” Les prix sont chers, désastre” Les Kosovars se plaignent des prix des produits alimentaires

Les citoyens ne sont confrontés qu'aux prix élevés de l'électricité. Les prix des produits sont devenus inabordables, compte tenu des bas salaires et des pensions. En Europe, le Kosovo a le salaire minimum le plus bas, tandis que le Luxembourg occupe la première place en tant qu'État ayant le salaire minimum le plus élevé de 2 500 euros. Le matin [...]
En Europe, le Kosovo a le salaire minimum le plus bas, tandis que le Luxembourg occupe la première place en tant qu'État ayant le salaire minimum le plus élevé de 2 500 euros.
Samedi matin, Hasbije Kelmendi, citoyen de Pristina, était venu acheter de la nourriture pendant une semaine. Mais elle a fait face à des prix qu'elle a décrits comme de plus en plus inabordables.
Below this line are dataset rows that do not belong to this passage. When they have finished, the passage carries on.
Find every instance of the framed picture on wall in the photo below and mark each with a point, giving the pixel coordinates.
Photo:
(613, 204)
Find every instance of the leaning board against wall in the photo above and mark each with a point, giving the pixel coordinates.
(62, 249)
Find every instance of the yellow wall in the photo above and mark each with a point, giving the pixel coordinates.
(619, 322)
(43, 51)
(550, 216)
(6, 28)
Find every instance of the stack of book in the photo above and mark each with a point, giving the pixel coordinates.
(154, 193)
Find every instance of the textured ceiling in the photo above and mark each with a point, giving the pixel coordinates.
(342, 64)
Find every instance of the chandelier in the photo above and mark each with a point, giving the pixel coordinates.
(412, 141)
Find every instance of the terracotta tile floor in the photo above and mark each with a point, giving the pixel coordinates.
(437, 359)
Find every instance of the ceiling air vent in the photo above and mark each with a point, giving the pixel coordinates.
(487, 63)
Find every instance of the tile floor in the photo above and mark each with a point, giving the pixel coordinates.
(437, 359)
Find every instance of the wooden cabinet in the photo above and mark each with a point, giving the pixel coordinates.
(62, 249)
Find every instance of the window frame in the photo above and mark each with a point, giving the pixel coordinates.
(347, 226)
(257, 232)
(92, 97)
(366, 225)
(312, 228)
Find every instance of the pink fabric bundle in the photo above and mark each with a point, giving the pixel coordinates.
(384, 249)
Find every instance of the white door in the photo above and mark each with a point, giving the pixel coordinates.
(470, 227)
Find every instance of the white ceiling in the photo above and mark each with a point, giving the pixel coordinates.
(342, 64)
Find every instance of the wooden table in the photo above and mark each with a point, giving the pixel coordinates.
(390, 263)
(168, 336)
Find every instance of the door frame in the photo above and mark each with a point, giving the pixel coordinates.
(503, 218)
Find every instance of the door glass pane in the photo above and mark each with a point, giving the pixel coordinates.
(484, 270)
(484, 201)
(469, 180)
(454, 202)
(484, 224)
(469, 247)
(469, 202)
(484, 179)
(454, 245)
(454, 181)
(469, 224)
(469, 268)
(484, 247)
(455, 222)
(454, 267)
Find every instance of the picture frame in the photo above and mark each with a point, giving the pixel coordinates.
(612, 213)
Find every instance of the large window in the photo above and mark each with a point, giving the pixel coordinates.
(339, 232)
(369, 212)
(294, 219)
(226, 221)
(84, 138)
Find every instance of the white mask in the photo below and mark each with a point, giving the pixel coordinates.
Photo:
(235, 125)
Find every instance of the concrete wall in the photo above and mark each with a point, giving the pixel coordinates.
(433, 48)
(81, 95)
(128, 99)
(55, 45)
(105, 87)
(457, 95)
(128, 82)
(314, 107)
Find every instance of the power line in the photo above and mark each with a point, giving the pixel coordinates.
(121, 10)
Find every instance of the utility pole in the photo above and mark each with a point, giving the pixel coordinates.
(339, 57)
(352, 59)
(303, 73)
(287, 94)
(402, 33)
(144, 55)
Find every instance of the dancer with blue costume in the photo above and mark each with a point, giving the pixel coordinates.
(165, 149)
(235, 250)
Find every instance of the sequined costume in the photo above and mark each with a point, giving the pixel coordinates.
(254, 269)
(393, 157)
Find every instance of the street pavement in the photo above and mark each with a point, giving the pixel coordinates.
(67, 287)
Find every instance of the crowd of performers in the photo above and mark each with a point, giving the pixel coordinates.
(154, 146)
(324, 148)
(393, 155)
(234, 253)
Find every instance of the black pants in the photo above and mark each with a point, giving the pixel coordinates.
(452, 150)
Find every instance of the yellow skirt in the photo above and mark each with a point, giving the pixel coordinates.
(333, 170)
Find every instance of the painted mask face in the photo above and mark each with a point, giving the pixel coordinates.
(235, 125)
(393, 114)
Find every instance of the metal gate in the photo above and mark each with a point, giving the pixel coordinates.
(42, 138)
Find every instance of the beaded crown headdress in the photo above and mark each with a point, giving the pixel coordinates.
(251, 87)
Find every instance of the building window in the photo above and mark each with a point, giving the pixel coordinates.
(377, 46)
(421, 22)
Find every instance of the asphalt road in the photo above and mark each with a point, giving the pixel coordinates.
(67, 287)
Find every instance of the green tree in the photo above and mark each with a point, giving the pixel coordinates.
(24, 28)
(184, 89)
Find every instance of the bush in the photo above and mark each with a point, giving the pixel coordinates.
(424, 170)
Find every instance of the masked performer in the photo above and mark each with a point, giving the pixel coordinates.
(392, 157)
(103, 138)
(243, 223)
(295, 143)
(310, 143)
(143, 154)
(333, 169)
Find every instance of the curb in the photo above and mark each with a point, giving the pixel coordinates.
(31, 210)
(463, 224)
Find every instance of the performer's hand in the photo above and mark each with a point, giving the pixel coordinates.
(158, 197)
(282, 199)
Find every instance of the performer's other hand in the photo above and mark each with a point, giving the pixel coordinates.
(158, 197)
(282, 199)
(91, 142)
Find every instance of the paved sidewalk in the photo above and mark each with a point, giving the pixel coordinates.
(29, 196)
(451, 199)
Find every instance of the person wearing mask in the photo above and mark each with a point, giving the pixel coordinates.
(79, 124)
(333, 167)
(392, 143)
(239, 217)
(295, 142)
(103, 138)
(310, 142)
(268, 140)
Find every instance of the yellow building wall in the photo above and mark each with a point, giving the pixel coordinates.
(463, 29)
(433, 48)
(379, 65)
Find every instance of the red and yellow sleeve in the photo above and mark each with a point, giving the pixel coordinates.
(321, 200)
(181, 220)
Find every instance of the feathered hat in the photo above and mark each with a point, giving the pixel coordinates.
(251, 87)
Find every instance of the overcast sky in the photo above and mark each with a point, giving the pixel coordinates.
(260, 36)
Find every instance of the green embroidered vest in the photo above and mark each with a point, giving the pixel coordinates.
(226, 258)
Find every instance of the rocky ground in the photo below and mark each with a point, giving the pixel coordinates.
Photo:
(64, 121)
Les prix sont un peu chers, mais c'est certainement un peu cher pour la nourriture à donner qu'avec les salaires et les pensions d'aujourd'hui, c'est vraiment un désastre. Mais voyons quand ça va comme ça”, Hasbye Kelmendi, citoyen, diffuse Le périscope.
Pour les autres citoyens, les hausses de prix sont devenues une réalité commune. Je pense qu'ils suivent les hausses de prix de tous les articles qui sont nécessaires à la vie, bien sûr ceux-ci sont coûteux pour la poche du consommateur, mais nous sommes en fait devenus immunisés à cette augmentation des prix qui se produisent chaque jour. Ce n'est pas seulement d'avoir été l'arbre des légumes”, a dit Nysret Veliu, citoyen.
Pendant ce temps, les hommes d'affaires du marché vert de Pristina disent que, bien que dans certains cas les prix aient baissé, le nombre d'acheteurs a été sensiblement réduit par rapport aux années précédentes.
Certains articles ont augmenté, mais la plupart ont commencé à baisser les prix. Par exemple, la tomate, les poivrons, les concombres et les légumes ont commencé à s'installer. Maintenant il veut des arbres venant d'autres endroits, des endroits plus chauds un peu plus haut, c'est le prix. Et ceux qui sont d'ici - par exemple, la tomate venant d'Albanie, les rails, les choux - ont déjà commencé à baisser le prix, comme le temps a maintenant commencé à chauffer”, dit Patriot Macédoine, vendeur.
Avec une petite vente, il n'y a pas beaucoup de vente. Je ne sais pas maintenant peut-être grande concurrence, peu de gens vendent est très petite au cours des autres années. “
Le président de l'Association “Consommateur”, Ceatin Kacanik, considère la situation plus que inquiétante. Elle souligne l'absence de stratégie à long terme et les conséquences d'une privatisation précoce des actifs de production.
“C'est comme si nous n'avions pas été préparés et aujourd'hui nous sommes arrivés là où nous payons pour les erreurs que nous avons faites à partir de 99 ici, en commençant par la privatisation des actifs de production de paniers et ensuite faire d'autres erreurs dont nous n'avons pas le temps de discuter, et nous sommes tous en train de nous faire abattre. Ils accroissent notre mécontentement, essayant de rendre notre vie digne, et bien sûr, ils abaissent notre niveau de protection sociale pour toujours en raison de la classe pauvre qui est maintenant 30 pour cent, mais cette couche est vraiment faillite et faillite menace la soi-disant classe moyenne”, a-t-il dit.
Il invite les autorités à reconnaître le citoyen comme un consommateur et à prendre des mesures concrètes pour faire face à cette crise.